La défense européenne est déjà une réalité existante, notamment au travers de diverses forces spéciales européennes comme la Task Force TAKUBA déployée au Mali ou encore dans le cadre des missions de l’Initiative européenne d’intervention (IEI). L’Union dispose également de deux groupements tactiques européens composés de 1 500 soldats mais l’unanimité des Vingt-Sept étant requise pour les solliciter, ils n’ont jamais été déployés malgré leurs dix ans d’existence. Sur le plan financier, le mois d’avril 2021 a marqué une nouvelle avancée dans la construction d’une Union européenne de la défense avec l’adoption par Bruxelles du Fonds de Défense européen. Ce fonds doté de 8 milliards d’euros s’attellera à financer des « projets communs de défense » afin de développer l’interopérabilité des vingt-sept armées européennes. 

Alors que la construction d’une Europe de la Défense est en marche – forcée ? – l’autonomie stratégique européenne est un vieux concept – il était déjà présent dans le Traité de Maastricht de 1992 – qui semble être voué à l’échec face aux réticences de certains Etats-Membres.

« L’autonomie stratégique européenne », un concept historique voué à l’échec ? 

Les questions autour de la défense au sein de l’Union ont toujours été délicates.

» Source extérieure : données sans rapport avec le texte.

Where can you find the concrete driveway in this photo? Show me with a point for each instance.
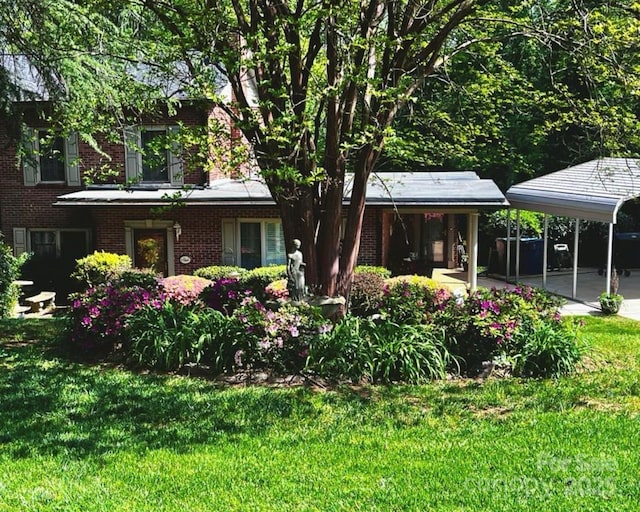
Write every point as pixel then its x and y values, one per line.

L’Union européenne est une institution supranationale qui fonctionne grâce aux compétences que ses Etats-Membres lui dévouent ; la Défense étant un domaine régalien des Etats-Nations par excellence, l’Union a eu naturellement du mal à s’y immiscer. Rappelons que la construction de la défense européenne est une vieille idée qui avait été tuée dans l’œuf dès 1954 face à l’échec du projet de la Communauté Européenne de défense (CED) [1]. Malgré cet échec, l’idée d’une défense européenne a discrètement perduré, notamment par le biais de l’Union de l’Europe occidentale (UEO), qui s’est affirmée comme le cadre institutionnel des échanges en matière de sécurité et de défense européenne. Enfin, l’instauration de la Politique étrangère et de sécurité commune (PESC) en 1993 marque un tournant majeur dans la construction d’une Europe de la Défense, qui ne cessera de se renforcer peu à peu. 

Aujourd’hui, l’Europe de la défense est sur de nombreuses lèvres à Bruxelles et dans les capitales européennes. Déjà durant le mandat de Donald Trump, Emmanuel Macron a saisi l’occasion de l’éloignement américain des affaires internationales comme argument de choc pour la défense européenne. En novembre 2019 et le retrait des troupes américaines de Syrie, Emmanuel Macron dénonçait la « mort cérébrale de l’OTAN » et appelait à développer « l’autonomie stratégique » de l’Europe. Deux ans plus tard, les Vingt-Sept sont toujours divisés et un certain nombre de pays, situés en particulier en Europe centrale et orientale, craignent que l’édification d’une défense européenne ne se réalise au détriment de la relation préexistante avec le grand frère américain qui les protège du géant russe voisin. 

« Il ne faut pas croire que cela va tomber comme un fruit mûr, il s’agit d’une prise de conscience progressive qu’une autonomie plus grande est nécessaire », observe Clément Beaune, secrétaire d’Etat français aux affaires européennes lors d’un entretien qu’il accorde au journal Le Monde. Il poursuit : « D’un côté, les Européens sont ébranlés par la méthode et veulent pouvoir agir sans être la voiture-balai des Etats-Unis. De l’autre, beaucoup de pays ne veulent pas donner le sentiment que nous laissons tomber les Américains dans ce moment difficile. »

Une nouvelle division entre Europe de l’Ouest et Europe de l’Est se dessine, une division qui laisse sous-entendre que « l’Europe de la défense », ne sera pas pour demain. L’actualité de ce débat est d’autant plus fondamentale aujourd’hui que d’ici quelques mois, en janvier 2022, la France prendra la présidence tournante de l’Union européenne et elle affiche parmi ses objectifs premiers la « concrétisation de l’Europe de la défense et du concept d’autonomie stratégique ».

Tiffany
Rédactrice / International

¹ La CED avait pour ambition la création d’une armée européenne et d’institutions supranationales placées sous la supervision du commandant en chef de l’Organisation du traité de l’Atlantique Nord (OTAN). Elle a été avortée face au rejet du traité en 1954 par l’Assemblée Nationale française.